Une équipe de chercheurs a trouvé la réponse ! Ses travaux ont été publiés récemment dans Nature Communication : rien que du sérieux, 25 pages bien denses avec des phrases du style « Pour corriger tout bruit spécifique au sujet dans les données d’IRMf qui pourrait corrompre les estimations de régression, nous avons normalisé ces bêtas par le niveau d’activation global (poids bêta du choix de modélisation du régresseur catégoriel) ». Vous ne comprenez rien ? C’est normal car l’étude mêle allègrement statistiques pures, imagerie de haute précision et tests comportementaux.
Rassurez-vous, je vais vous expliquer. Concrètement, cette équipe a recruté 51 volontaires. Elle leur a d’abord demandé d’attribuer, de façon subjective, une valeur à certains efforts (faire des pompes, remplir une demande de renouvellement de passeport …) et aux récompenses correspondantes (des gâteaux, de l’argent …).

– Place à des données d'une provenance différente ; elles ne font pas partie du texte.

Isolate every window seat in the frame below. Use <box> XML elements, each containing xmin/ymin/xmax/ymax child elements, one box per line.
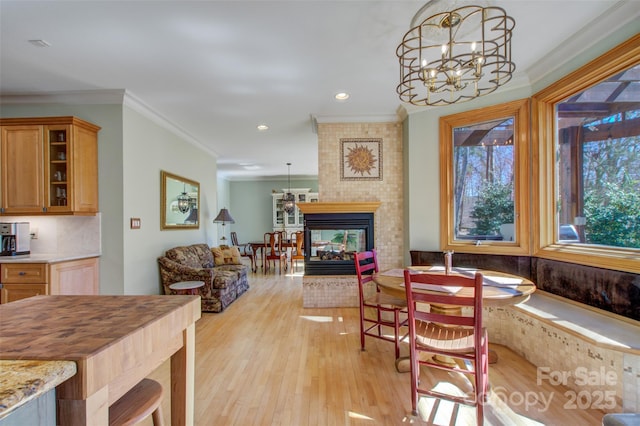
<box><xmin>514</xmin><ymin>290</ymin><xmax>640</xmax><ymax>354</ymax></box>
<box><xmin>484</xmin><ymin>291</ymin><xmax>640</xmax><ymax>413</ymax></box>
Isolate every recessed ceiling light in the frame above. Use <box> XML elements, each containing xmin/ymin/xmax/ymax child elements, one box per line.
<box><xmin>28</xmin><ymin>39</ymin><xmax>51</xmax><ymax>48</ymax></box>
<box><xmin>257</xmin><ymin>124</ymin><xmax>269</xmax><ymax>131</ymax></box>
<box><xmin>335</xmin><ymin>92</ymin><xmax>350</xmax><ymax>101</ymax></box>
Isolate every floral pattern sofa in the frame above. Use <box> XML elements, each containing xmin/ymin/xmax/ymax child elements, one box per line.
<box><xmin>158</xmin><ymin>243</ymin><xmax>249</xmax><ymax>312</ymax></box>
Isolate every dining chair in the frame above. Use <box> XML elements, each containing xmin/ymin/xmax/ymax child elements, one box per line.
<box><xmin>354</xmin><ymin>250</ymin><xmax>408</xmax><ymax>360</ymax></box>
<box><xmin>263</xmin><ymin>231</ymin><xmax>287</xmax><ymax>273</ymax></box>
<box><xmin>230</xmin><ymin>231</ymin><xmax>256</xmax><ymax>272</ymax></box>
<box><xmin>290</xmin><ymin>230</ymin><xmax>305</xmax><ymax>272</ymax></box>
<box><xmin>403</xmin><ymin>269</ymin><xmax>488</xmax><ymax>424</ymax></box>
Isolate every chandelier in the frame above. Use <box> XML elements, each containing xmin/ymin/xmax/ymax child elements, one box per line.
<box><xmin>177</xmin><ymin>184</ymin><xmax>191</xmax><ymax>213</ymax></box>
<box><xmin>396</xmin><ymin>3</ymin><xmax>515</xmax><ymax>106</ymax></box>
<box><xmin>282</xmin><ymin>162</ymin><xmax>295</xmax><ymax>214</ymax></box>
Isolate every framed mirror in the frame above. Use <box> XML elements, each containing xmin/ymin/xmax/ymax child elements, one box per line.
<box><xmin>161</xmin><ymin>170</ymin><xmax>200</xmax><ymax>230</ymax></box>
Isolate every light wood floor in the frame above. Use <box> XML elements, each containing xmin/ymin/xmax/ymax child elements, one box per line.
<box><xmin>145</xmin><ymin>269</ymin><xmax>606</xmax><ymax>425</ymax></box>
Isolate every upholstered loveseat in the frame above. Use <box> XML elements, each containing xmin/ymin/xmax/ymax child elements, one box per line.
<box><xmin>158</xmin><ymin>243</ymin><xmax>249</xmax><ymax>312</ymax></box>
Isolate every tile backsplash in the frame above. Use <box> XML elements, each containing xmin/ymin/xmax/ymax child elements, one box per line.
<box><xmin>1</xmin><ymin>214</ymin><xmax>101</xmax><ymax>254</ymax></box>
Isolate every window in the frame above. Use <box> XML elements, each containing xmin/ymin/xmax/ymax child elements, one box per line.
<box><xmin>440</xmin><ymin>99</ymin><xmax>530</xmax><ymax>255</ymax></box>
<box><xmin>533</xmin><ymin>35</ymin><xmax>640</xmax><ymax>273</ymax></box>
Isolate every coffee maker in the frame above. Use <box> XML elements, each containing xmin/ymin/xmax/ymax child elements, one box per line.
<box><xmin>0</xmin><ymin>222</ymin><xmax>31</xmax><ymax>256</ymax></box>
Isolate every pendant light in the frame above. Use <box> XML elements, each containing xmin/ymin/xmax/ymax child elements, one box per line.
<box><xmin>282</xmin><ymin>162</ymin><xmax>295</xmax><ymax>214</ymax></box>
<box><xmin>177</xmin><ymin>184</ymin><xmax>191</xmax><ymax>213</ymax></box>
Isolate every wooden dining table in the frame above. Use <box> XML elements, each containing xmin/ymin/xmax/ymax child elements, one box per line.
<box><xmin>249</xmin><ymin>240</ymin><xmax>295</xmax><ymax>271</ymax></box>
<box><xmin>374</xmin><ymin>266</ymin><xmax>536</xmax><ymax>305</ymax></box>
<box><xmin>373</xmin><ymin>266</ymin><xmax>536</xmax><ymax>370</ymax></box>
<box><xmin>0</xmin><ymin>295</ymin><xmax>201</xmax><ymax>425</ymax></box>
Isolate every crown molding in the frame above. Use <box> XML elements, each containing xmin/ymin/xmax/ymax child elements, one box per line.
<box><xmin>526</xmin><ymin>0</ymin><xmax>640</xmax><ymax>86</ymax></box>
<box><xmin>0</xmin><ymin>89</ymin><xmax>219</xmax><ymax>158</ymax></box>
<box><xmin>121</xmin><ymin>90</ymin><xmax>218</xmax><ymax>158</ymax></box>
<box><xmin>0</xmin><ymin>89</ymin><xmax>126</xmax><ymax>104</ymax></box>
<box><xmin>312</xmin><ymin>113</ymin><xmax>400</xmax><ymax>124</ymax></box>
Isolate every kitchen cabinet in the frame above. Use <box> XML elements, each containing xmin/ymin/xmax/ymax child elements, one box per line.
<box><xmin>0</xmin><ymin>387</ymin><xmax>56</xmax><ymax>426</ymax></box>
<box><xmin>0</xmin><ymin>263</ymin><xmax>48</xmax><ymax>303</ymax></box>
<box><xmin>0</xmin><ymin>257</ymin><xmax>99</xmax><ymax>304</ymax></box>
<box><xmin>49</xmin><ymin>257</ymin><xmax>99</xmax><ymax>295</ymax></box>
<box><xmin>272</xmin><ymin>188</ymin><xmax>318</xmax><ymax>233</ymax></box>
<box><xmin>0</xmin><ymin>116</ymin><xmax>100</xmax><ymax>215</ymax></box>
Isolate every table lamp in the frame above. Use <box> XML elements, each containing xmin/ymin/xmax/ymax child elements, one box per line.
<box><xmin>213</xmin><ymin>208</ymin><xmax>235</xmax><ymax>241</ymax></box>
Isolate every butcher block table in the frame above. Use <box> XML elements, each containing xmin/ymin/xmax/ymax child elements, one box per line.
<box><xmin>0</xmin><ymin>295</ymin><xmax>201</xmax><ymax>425</ymax></box>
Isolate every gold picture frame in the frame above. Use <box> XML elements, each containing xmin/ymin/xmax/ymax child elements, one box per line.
<box><xmin>161</xmin><ymin>170</ymin><xmax>200</xmax><ymax>230</ymax></box>
<box><xmin>340</xmin><ymin>138</ymin><xmax>382</xmax><ymax>181</ymax></box>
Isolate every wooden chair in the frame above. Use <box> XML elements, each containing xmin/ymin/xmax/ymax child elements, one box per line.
<box><xmin>263</xmin><ymin>231</ymin><xmax>287</xmax><ymax>273</ymax></box>
<box><xmin>109</xmin><ymin>378</ymin><xmax>164</xmax><ymax>426</ymax></box>
<box><xmin>230</xmin><ymin>231</ymin><xmax>256</xmax><ymax>272</ymax></box>
<box><xmin>290</xmin><ymin>230</ymin><xmax>305</xmax><ymax>272</ymax></box>
<box><xmin>354</xmin><ymin>250</ymin><xmax>408</xmax><ymax>360</ymax></box>
<box><xmin>403</xmin><ymin>269</ymin><xmax>488</xmax><ymax>424</ymax></box>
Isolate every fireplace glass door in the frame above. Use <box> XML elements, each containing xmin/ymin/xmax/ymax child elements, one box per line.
<box><xmin>309</xmin><ymin>229</ymin><xmax>367</xmax><ymax>262</ymax></box>
<box><xmin>304</xmin><ymin>212</ymin><xmax>375</xmax><ymax>275</ymax></box>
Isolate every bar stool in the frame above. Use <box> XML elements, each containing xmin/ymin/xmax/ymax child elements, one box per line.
<box><xmin>109</xmin><ymin>378</ymin><xmax>164</xmax><ymax>426</ymax></box>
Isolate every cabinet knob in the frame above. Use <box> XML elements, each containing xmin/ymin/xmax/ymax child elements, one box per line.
<box><xmin>18</xmin><ymin>272</ymin><xmax>26</xmax><ymax>276</ymax></box>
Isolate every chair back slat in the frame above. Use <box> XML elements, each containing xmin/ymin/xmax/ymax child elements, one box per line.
<box><xmin>409</xmin><ymin>290</ymin><xmax>476</xmax><ymax>307</ymax></box>
<box><xmin>292</xmin><ymin>231</ymin><xmax>304</xmax><ymax>254</ymax></box>
<box><xmin>414</xmin><ymin>311</ymin><xmax>475</xmax><ymax>327</ymax></box>
<box><xmin>354</xmin><ymin>250</ymin><xmax>378</xmax><ymax>286</ymax></box>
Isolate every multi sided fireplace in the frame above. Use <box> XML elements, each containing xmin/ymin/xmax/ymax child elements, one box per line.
<box><xmin>297</xmin><ymin>202</ymin><xmax>380</xmax><ymax>276</ymax></box>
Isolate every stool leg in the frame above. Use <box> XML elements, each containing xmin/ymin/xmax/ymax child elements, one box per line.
<box><xmin>152</xmin><ymin>405</ymin><xmax>164</xmax><ymax>426</ymax></box>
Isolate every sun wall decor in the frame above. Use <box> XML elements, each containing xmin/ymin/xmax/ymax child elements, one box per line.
<box><xmin>340</xmin><ymin>138</ymin><xmax>382</xmax><ymax>181</ymax></box>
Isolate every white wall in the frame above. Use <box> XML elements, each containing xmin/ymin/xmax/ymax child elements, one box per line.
<box><xmin>122</xmin><ymin>105</ymin><xmax>218</xmax><ymax>295</ymax></box>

Puis elle leur a proposé deux tests. Dans le premier, les participants devaient décider entre le « couple » petit effort/petite récompense maintenant et grand effort/grande récompense plus tard. Dans le second test, ils devaient remplir la demande de renouvellement dans un délai d’un mois pour obtenir la récompense promise.
Première observation : le coût d’un effort est plus élevé s’il est accompli maintenant que plus tard. Dit autrement, « le cerveau réduit l’effort avec le temps » expliquent les scientifiques.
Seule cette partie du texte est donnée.